My favorite moments teaching English come when students express doubts about the whole endeavor. Reading can seem exhausting, but when it comes to putting your own words down on the page, that gets even worse. And when you have to make an argument, or write your own poem… it all might sound overwhelming.
And yet the secret about writing – stories, poems, essays, novels, TV shows, Instagram captions – is that the magical part happens before you write anything. In my classes, I call it motive. The motive isn’t what you’re writing about: it’s why. Why do you care about something? What’s exciting to you? What makes you sit bolt upright at two o’clock, dazzled and obsessed, even if no one else cares? And that’s why studying English is amazing: by reading something great, you get to figure out what makes someone else tick. By writing something, you figure out what makes you tick. And by writing about what you’re reading, you get to do both: what makes you excited to figure out when you’re reading Hamlet, or Beloved, or “Jabberwocky”? Through reading and then writing about reading, you learn both about what’s going on inside the page, and what’s going on in you.

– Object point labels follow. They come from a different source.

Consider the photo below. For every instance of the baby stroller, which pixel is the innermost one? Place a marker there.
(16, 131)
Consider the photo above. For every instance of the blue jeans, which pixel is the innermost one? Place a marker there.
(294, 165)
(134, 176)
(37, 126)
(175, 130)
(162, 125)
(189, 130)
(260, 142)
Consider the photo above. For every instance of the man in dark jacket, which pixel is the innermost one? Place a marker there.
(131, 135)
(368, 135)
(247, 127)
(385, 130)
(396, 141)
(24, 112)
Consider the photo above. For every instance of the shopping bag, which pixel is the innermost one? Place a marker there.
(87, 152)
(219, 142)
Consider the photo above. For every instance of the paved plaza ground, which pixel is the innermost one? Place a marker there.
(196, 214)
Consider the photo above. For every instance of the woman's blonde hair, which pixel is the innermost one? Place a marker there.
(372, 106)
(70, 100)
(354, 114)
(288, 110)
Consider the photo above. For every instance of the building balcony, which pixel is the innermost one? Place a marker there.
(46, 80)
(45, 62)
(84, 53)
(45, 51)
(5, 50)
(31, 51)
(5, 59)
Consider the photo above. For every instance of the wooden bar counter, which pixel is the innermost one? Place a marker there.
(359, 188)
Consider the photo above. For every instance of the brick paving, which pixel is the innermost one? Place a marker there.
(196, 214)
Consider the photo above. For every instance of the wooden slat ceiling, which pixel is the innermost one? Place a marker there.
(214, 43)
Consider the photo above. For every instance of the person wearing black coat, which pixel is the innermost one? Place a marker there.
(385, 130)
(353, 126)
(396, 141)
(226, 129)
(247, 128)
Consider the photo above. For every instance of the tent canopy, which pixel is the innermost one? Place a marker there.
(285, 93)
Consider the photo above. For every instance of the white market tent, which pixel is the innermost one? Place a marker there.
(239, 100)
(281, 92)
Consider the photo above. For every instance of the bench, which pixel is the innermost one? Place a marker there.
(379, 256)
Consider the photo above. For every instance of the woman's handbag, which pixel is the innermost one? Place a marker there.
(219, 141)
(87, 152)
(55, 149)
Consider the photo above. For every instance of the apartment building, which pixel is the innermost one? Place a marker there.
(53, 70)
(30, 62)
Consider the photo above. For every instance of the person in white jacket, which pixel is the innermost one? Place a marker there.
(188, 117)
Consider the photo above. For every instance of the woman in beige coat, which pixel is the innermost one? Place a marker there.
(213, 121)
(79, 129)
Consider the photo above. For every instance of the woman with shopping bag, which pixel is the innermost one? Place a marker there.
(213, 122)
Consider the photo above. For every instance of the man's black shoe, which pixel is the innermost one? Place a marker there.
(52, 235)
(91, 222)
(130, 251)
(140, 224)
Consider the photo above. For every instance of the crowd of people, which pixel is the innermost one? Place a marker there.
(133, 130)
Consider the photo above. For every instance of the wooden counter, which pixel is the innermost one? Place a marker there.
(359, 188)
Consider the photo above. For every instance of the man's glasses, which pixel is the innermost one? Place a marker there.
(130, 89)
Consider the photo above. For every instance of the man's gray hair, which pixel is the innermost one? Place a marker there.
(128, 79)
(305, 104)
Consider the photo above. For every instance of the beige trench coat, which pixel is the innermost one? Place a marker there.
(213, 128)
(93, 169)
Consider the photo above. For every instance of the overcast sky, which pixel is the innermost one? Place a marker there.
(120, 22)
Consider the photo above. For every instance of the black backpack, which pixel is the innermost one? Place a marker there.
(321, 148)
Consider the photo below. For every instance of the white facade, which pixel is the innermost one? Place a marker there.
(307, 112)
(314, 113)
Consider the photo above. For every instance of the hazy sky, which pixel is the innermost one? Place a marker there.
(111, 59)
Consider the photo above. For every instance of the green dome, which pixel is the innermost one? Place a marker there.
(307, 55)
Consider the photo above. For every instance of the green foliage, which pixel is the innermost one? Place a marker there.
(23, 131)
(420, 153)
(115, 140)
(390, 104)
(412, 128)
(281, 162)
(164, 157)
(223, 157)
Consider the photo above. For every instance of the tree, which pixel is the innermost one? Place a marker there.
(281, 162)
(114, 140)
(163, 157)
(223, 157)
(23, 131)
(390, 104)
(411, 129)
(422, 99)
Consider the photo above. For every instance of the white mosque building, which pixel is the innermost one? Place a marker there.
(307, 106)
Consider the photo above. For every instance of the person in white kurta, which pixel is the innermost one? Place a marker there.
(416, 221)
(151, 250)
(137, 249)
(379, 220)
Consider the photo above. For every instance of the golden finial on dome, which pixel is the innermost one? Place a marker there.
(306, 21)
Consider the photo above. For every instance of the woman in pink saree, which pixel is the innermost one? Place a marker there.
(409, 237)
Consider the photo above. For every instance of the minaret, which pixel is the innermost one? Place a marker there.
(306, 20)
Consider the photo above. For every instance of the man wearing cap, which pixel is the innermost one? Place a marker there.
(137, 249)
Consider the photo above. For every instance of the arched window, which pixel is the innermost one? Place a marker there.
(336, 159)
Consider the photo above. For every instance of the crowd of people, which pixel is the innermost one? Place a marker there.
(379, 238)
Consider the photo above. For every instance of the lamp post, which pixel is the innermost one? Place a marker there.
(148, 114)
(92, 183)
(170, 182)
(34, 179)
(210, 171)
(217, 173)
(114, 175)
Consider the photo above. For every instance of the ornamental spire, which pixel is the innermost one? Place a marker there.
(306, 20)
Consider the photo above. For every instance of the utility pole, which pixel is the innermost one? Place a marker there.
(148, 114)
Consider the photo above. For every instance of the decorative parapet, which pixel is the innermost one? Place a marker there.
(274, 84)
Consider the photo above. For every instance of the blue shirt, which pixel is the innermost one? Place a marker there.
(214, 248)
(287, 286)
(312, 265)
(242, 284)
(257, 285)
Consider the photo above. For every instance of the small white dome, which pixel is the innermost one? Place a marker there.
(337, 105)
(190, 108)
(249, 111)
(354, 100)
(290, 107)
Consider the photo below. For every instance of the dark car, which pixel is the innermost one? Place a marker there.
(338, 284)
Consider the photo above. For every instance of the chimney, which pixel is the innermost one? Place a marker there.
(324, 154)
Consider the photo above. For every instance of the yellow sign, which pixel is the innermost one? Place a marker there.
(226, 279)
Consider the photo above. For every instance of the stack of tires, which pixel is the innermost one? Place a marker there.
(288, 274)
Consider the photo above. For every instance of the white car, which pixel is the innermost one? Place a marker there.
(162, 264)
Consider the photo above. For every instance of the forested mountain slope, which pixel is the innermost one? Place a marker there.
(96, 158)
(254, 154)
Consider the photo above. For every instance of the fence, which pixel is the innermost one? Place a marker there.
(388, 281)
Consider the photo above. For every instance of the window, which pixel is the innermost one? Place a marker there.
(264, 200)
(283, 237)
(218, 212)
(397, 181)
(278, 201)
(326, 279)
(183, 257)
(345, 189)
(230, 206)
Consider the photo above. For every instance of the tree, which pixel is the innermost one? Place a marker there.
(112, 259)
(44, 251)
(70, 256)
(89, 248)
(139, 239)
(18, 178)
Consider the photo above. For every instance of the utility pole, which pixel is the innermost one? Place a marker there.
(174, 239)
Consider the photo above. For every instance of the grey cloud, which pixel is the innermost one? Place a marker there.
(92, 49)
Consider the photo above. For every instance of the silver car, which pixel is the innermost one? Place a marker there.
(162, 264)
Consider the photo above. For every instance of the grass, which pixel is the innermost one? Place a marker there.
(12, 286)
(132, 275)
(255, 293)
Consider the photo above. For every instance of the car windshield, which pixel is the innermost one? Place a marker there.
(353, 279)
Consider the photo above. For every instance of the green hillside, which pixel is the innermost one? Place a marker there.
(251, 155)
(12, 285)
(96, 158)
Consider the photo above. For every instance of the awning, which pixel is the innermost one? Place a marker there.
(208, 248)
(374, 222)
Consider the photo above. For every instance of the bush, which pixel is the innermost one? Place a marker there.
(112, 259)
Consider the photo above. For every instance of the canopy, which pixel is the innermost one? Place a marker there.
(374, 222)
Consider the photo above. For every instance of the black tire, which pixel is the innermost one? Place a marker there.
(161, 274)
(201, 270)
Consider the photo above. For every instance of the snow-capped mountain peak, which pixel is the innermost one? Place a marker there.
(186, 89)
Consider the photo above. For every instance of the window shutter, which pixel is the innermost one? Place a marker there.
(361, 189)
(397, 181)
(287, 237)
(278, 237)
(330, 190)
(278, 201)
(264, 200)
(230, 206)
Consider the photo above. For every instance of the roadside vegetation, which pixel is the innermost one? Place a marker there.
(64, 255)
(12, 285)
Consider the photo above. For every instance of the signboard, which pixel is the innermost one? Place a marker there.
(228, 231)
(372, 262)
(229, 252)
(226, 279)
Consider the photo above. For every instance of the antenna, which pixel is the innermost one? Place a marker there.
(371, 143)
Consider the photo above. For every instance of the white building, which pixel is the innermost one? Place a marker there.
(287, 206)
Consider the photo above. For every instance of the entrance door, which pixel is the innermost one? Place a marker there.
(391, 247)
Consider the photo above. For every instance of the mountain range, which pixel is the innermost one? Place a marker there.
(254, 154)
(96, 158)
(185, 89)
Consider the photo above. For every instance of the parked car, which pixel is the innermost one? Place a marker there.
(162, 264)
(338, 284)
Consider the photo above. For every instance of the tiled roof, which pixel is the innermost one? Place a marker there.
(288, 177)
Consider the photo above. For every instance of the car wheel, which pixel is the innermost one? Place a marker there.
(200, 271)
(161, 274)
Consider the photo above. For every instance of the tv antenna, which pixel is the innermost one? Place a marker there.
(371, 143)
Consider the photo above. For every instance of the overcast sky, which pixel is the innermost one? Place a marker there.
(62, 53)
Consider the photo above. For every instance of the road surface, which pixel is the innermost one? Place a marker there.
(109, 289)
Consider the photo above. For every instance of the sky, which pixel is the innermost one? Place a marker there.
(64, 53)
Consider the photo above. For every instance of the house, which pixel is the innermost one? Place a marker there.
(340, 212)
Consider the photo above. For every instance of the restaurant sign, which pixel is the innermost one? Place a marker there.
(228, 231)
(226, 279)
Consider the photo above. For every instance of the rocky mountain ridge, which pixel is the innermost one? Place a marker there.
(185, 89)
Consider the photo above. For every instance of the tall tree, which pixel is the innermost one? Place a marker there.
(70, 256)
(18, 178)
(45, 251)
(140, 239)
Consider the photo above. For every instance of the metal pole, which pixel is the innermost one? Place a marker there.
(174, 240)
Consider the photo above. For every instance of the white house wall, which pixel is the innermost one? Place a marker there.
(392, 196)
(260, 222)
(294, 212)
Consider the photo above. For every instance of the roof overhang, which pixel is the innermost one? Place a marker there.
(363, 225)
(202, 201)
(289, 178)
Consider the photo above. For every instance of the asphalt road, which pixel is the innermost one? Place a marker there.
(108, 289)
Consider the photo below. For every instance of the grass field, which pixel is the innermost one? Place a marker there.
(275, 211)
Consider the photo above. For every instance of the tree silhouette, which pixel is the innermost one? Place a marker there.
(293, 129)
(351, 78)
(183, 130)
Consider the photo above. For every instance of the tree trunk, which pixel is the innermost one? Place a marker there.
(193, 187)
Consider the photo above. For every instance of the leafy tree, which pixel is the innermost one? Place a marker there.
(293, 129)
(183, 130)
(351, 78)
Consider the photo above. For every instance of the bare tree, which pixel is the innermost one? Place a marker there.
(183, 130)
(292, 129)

I fell in love with English when I realized the words on the page knew more about myself than I did. When I tried my hand at writing sonnets, fourteen-line poems with a strict rhyme and meter, at first I thought I wouldn’t be able to say anything. But then I realized that constraints freed me. I saw that by choosing my words so carefully, I was able to make an image and have an emotion I didn’t know I was having. As Emily Dickinson put it, “If I feel physically as if the top of my head were taken off, I know that is poetry.”
The truth is, you already are a writer. You’re great at it! And you get to keep writing for the rest of your life.